Вздыхает доктор Волькенштейн терпеливо-нетерпеливо, и с лёгким звяканьем распахивает чёрный чемоданчик – а там: не стетоскоп, не шприцы одноразовые, не стенки с ампулами, но тубус бурой кожи. А в тубусе свиток пожелтевший, а на свитке карта, а на карте: и Австрийское эрцгерцогство-королевство, и союзница Венгрия, и Галиции обе – Западная и Восточная, и Трансильвания – австрийское Залесье, и Карпат горбатая дуга, и Богемия с сестрою Моравией, и Далмация с сестрою Истрией, и Словения, и Славония, и Хорватия с добрым куском Сербии, и Дуная лоза многоплодная – ну!

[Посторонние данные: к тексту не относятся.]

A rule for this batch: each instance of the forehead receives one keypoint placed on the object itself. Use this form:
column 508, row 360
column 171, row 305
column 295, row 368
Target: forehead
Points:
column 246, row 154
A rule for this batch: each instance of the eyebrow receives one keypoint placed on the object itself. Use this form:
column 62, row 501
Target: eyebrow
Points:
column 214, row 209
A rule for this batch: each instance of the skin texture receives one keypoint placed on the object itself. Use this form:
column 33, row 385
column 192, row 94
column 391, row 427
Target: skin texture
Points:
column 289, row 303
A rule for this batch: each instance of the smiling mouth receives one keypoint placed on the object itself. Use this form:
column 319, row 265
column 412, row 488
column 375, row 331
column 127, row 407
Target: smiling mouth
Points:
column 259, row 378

– Недолюбили Габсбурги детей своих, недохолили. А теперь у тебя одно дитя – и ты хочешь так же? Пойми, Флориан, нет в человечестве идеи выше имперской, да люди до неё не дорастают. Так для капитана главное корабль. А ты стоишь на верхушке да киснешь, да коньяком терпким горло полощешь. Schade, Habsburg!**
Мутно-коньячно глядит капитан:
– Na und? Was soll ich nun?***
– Frage dein Gewissen!****
Добудился-таки доктор до капитанова сознания (или, допустим, совести). Дохлебнул-таки Флориан коньячок до донышка. Потому что не по-наслышке знал, как обиден донный недохлёб поутру бывает. А особенно, если вдруг не проснёшься. Дохлебнул и решительно двинулся вниз по лесенке, преувеличенно твёрдым шагом вдоль по палубе, в каюту вошёл, аккуратно повесил китель, разделся до нижнего, отбросил край коечной постели, и улёгся – как смолоду научен – руки поверх одеяла. И только фуражка на голове*****.

ФУРАЖКА

А фуражка на голове – не последнее дело. Не даёт она человеку забыться. Спит сердце, спят печёнки-селезёнки, не шевелятся руки-ноги, а мозги-то знают: не объявлен отбой. И думают мозги: а и правда – вон какая карта была! Вон какую страну распустили!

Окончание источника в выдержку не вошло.